Finalmente, el lenguaje puede multiplicar las categorías mentales para enriquecer la existencia, es decir, para dar variedad a la teleología. Ejemplo de ello lo hallamos en la Biblia (John 14: 1-2): “Let not your heart be troubled: ye believe in God, believe also in me. In my Father´s house are many mansions; if it were not so, I would have told you. I go to prepare a place for you” [6]. Marx vio que es la Biblia sustento casi perenne del pensamiento humano, que no puede sostenerse en las alturas del filósofo día tras día. En la Biblia, archivo de mitologías y pensamientos primitivos y altísimos, se enseña a los pueblos a crear rituales con cosas, “sistemas de objetos”, como dice el título del libro de Baudrillard citado, y a poetizar como Whitman, gran lector suyo. ¡Todavía es la Teología, véase, sima y cima de la mente!
Fuentes de consulta:
[1] BAUDRILLARD, Jean, El sistema de los objetos, Siglo Veintiuno Editores, México, D.F., 2003.
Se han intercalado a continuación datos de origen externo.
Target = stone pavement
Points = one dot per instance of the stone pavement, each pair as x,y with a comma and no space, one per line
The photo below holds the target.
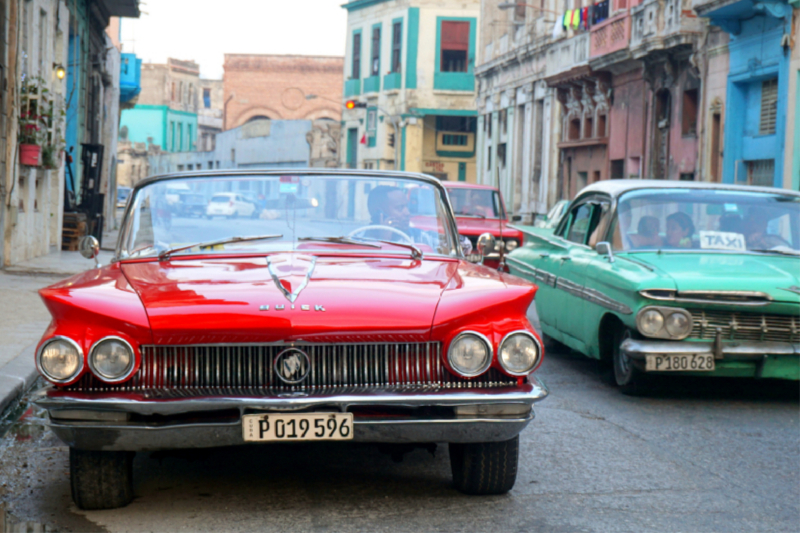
23,316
[2] ORTEGA Y GASSET, José, El tema de nuestro tiempo, Editorial Porrúa, México, D.F., 2002.
[3] WHITMAN, Walt, Canto a mí mismo, Posada, México, D.F., 1997.
[4] CELA, Camilo José, Mrs. Caldwell habla con su hijo, Biblioteca Básica Salvat, Navarra, 1972.
[6] THE HOLY BIBLE, King James Version, National Publishing Company, Tennessee, 1978.
[5] MARX, Carlos, ENGELS, F., Obras escogidas en tres tomos, Tomo I, Editorial Progreso, Moscú, 1980.